10to8's HIPAA (Health Insurance Portability and Accountability Act) tools are available to users with Premium and Enterprise/Bespoke plans. If you'd like to chat with our sales team about upgrading to Premium or building a bespoke plan for your business, click here to book a call.
This guide guides you through various steps to begin setting up your HIPAA-compliant 10to8 account.
SECTIONS:
Collecting social security numbers
Removing PHI (Protected Health Information) from automated communications
10to8's HIPAA checklist
To ensure your account is compliant with HIPAA regulations, we offer an easy-to-use checklist, which can be found under 'Setup' > 'GDPR & HIPAA'. You'll need to enable 10to8's HIPAA security tools to view the checklist. Simply click the tickbox for each option to select/deselect them.

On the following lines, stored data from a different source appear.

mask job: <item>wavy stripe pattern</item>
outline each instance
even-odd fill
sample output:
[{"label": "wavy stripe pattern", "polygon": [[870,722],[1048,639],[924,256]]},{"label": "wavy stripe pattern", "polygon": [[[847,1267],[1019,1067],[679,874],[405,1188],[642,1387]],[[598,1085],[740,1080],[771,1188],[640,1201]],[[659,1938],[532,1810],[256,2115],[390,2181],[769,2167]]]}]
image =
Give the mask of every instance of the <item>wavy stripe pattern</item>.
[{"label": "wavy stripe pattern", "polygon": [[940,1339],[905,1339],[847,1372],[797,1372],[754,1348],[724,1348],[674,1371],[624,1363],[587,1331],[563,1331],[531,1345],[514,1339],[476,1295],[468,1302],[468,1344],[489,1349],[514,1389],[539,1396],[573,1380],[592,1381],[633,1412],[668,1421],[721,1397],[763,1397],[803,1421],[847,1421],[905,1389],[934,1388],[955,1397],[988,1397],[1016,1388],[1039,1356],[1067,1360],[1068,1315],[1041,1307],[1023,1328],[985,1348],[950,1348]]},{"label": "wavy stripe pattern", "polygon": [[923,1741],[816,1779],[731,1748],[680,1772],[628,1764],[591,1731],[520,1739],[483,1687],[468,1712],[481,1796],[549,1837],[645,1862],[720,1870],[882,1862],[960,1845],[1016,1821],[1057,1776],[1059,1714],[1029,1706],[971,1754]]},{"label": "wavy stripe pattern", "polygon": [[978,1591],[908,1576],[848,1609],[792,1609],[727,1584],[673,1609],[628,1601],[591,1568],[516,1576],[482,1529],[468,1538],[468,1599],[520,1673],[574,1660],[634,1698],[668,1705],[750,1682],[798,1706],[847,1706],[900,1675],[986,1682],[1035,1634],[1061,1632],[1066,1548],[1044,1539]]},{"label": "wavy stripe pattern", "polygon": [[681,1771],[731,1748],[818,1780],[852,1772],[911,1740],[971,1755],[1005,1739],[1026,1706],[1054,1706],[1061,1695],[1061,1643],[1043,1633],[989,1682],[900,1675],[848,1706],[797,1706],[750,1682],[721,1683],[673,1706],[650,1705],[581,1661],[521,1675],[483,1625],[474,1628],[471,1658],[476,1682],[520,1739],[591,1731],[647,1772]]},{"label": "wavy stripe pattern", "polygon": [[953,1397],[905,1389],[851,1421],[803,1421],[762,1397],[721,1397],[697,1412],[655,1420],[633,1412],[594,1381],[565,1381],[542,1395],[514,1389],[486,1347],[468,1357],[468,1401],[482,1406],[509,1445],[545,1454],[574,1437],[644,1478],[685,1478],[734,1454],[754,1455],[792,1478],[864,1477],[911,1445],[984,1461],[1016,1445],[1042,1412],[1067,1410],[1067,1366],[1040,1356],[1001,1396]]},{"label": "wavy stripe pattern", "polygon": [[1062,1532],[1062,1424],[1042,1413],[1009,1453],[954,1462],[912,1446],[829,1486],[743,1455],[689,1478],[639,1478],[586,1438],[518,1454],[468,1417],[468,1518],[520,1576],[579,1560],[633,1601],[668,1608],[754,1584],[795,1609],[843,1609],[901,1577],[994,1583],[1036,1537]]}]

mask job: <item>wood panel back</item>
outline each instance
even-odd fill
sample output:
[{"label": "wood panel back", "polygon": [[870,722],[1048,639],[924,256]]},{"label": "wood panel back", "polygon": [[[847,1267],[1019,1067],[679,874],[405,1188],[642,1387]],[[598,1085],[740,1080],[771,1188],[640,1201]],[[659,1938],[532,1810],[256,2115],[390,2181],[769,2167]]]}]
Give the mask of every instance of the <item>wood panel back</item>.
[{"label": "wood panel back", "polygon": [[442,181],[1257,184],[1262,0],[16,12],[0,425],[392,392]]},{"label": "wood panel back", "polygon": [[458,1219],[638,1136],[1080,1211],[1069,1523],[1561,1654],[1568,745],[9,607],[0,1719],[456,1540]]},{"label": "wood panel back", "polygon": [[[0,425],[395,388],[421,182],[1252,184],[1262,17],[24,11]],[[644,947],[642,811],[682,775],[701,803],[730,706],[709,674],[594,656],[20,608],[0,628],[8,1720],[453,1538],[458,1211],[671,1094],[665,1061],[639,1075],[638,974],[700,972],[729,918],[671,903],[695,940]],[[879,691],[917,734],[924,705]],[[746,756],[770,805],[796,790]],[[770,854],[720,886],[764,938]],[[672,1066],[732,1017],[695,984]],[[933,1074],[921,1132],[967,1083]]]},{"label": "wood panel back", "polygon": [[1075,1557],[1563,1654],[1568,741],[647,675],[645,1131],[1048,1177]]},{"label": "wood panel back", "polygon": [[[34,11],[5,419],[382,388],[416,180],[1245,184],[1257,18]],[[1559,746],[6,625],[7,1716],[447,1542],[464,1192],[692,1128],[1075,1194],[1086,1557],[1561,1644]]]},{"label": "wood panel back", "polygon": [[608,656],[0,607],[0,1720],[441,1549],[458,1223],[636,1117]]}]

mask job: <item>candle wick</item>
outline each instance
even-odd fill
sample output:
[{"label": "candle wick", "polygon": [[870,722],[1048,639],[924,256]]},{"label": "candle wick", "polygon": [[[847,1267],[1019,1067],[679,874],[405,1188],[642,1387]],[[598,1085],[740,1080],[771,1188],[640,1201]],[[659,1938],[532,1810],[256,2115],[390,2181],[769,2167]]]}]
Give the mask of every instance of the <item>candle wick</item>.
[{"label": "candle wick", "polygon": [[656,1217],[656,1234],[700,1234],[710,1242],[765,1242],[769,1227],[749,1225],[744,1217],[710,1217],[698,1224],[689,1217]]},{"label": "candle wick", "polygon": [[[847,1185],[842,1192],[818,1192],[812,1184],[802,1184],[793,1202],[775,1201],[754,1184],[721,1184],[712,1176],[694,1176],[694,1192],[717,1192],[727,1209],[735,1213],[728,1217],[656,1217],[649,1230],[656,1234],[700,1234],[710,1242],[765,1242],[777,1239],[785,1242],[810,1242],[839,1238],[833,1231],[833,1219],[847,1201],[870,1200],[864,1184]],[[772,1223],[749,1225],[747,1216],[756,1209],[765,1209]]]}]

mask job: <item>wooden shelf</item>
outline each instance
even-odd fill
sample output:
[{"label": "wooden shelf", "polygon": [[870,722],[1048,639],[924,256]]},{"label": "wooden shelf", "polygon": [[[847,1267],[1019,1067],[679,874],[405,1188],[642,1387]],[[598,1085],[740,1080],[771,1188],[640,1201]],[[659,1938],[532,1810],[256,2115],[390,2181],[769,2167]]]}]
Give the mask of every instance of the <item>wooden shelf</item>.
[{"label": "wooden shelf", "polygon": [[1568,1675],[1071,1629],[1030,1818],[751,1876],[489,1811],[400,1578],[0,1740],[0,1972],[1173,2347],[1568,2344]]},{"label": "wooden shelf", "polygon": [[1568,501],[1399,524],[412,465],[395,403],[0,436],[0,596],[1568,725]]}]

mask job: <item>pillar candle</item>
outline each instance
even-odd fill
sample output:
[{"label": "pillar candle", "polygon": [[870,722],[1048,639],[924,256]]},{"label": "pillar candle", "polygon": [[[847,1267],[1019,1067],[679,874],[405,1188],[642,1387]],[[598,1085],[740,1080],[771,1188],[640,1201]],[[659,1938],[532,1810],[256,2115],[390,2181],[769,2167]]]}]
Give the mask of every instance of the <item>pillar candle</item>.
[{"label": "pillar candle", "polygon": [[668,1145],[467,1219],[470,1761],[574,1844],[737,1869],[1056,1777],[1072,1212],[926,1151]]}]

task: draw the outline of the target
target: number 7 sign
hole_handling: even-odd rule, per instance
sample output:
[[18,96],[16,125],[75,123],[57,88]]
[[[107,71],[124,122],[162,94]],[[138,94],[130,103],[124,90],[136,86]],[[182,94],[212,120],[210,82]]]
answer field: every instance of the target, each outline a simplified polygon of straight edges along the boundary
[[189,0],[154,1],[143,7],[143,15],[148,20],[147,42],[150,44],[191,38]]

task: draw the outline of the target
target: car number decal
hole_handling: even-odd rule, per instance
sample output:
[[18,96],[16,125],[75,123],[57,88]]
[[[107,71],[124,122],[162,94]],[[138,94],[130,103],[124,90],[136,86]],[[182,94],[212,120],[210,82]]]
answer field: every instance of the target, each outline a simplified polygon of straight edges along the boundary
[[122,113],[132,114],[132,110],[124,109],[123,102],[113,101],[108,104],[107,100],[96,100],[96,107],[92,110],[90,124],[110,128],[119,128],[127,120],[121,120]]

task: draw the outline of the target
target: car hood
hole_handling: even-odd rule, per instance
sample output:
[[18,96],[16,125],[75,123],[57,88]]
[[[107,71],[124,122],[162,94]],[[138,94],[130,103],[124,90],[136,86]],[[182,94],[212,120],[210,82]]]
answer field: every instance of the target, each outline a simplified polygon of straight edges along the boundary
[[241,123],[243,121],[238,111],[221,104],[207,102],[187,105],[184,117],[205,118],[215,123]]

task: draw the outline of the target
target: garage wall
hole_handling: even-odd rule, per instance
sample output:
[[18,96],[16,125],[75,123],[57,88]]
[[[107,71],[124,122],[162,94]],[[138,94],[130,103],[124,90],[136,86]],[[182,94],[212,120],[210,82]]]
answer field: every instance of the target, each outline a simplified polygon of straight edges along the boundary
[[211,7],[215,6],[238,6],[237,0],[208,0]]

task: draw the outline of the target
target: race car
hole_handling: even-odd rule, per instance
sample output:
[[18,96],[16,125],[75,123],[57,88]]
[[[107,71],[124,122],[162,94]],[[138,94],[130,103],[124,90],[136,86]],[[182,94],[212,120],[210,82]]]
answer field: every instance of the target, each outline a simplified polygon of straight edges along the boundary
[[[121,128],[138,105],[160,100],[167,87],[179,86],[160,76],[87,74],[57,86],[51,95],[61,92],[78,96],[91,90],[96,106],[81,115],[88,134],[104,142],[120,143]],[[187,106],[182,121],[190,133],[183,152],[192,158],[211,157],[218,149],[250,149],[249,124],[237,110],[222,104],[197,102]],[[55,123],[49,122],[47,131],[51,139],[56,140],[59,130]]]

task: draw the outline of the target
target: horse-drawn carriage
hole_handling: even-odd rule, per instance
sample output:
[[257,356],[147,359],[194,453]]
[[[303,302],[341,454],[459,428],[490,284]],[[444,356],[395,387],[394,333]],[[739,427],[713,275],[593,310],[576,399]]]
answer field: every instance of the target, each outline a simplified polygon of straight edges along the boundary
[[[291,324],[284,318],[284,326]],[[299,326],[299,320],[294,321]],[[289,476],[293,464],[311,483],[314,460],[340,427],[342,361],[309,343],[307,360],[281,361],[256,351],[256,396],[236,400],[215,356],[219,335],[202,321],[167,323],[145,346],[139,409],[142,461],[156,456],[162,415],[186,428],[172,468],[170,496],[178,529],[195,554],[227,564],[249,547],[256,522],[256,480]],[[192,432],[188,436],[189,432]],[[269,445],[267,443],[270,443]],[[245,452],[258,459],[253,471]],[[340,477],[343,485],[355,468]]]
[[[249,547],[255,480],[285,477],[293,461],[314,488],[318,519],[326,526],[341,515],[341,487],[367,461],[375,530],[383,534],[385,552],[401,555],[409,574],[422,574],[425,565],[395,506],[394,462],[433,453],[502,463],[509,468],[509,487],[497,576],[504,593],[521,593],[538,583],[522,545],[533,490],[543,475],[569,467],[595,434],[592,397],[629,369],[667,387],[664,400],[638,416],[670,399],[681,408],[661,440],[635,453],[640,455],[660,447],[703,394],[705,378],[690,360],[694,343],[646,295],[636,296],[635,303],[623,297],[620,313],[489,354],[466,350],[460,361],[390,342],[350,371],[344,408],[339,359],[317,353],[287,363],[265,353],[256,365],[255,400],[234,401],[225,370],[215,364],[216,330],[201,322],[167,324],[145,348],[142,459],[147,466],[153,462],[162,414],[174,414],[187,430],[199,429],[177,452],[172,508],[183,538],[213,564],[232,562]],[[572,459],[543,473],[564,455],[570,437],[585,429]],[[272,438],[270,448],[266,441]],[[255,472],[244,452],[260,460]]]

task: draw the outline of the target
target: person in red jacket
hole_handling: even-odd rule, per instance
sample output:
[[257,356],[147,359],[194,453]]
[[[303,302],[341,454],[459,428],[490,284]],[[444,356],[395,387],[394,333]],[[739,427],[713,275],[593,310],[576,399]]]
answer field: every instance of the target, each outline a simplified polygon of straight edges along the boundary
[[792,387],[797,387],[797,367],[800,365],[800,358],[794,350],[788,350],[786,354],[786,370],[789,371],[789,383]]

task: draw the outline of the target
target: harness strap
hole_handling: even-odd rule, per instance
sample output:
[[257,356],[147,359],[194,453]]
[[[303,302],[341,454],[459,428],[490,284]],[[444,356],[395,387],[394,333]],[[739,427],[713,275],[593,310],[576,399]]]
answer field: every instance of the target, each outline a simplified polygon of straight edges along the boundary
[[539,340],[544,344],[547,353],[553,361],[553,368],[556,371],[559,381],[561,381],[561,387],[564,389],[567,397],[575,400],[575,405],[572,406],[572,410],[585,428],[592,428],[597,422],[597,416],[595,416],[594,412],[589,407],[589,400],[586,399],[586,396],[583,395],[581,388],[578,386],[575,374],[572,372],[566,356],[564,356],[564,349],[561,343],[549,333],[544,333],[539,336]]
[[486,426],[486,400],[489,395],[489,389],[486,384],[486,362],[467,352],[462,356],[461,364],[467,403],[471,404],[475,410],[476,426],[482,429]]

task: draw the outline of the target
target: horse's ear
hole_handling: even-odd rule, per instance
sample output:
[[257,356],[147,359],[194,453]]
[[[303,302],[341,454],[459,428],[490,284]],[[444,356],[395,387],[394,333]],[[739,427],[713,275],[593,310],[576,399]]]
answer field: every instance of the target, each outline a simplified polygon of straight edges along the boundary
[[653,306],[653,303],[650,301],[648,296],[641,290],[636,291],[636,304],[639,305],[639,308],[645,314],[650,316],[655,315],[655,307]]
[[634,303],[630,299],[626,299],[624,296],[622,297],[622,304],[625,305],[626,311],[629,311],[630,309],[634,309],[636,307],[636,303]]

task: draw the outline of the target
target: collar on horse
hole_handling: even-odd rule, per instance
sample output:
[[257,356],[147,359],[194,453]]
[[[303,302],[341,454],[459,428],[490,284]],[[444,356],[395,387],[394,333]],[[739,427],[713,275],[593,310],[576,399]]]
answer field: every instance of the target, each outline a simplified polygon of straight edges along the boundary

Collecting social security numbers
If you need to collect social security numbers from your customers at the time of booking, tick the 'Enable Social Security Number (SSN)' option in the checklist. Your customers will then have the option to enter their social security number when booking appointments.
You can make SSN mandatory at booking by ticking 'Make giving a Social Security Number mandatory when a Customer books online'.
Removing PHI (Protected Health Information) from automated communications
As the BAA (Business Associate Agreement) does not cover our third-party SMS and email providers, you will need to make sure that you remove all PHI from automated communications. Tick 'Remove all personal information from automated 10to8 SMS and email' to do this.
To find out more about how to edit 10to8's default email and SMS messages, click here.
If the name of your business or the type of appointment itself could be considered PHI, then you should also tick 'Remove booking information links from communications'. This removes the links to the appointment management page. Please note that once removed, customers will not be able to cancel or change their appointments online. Nevertheless, they can still reply to their notifications to get in touch with your business.
HIPAA Privacy Policy
To set a privacy policy, tick 'Set HIPAA Privacy Policy'. You can then input the URL to your privacy policy. This uses 10to8's opt-in feature which requires your customers to agree to the privacy policy when they book appointments with you.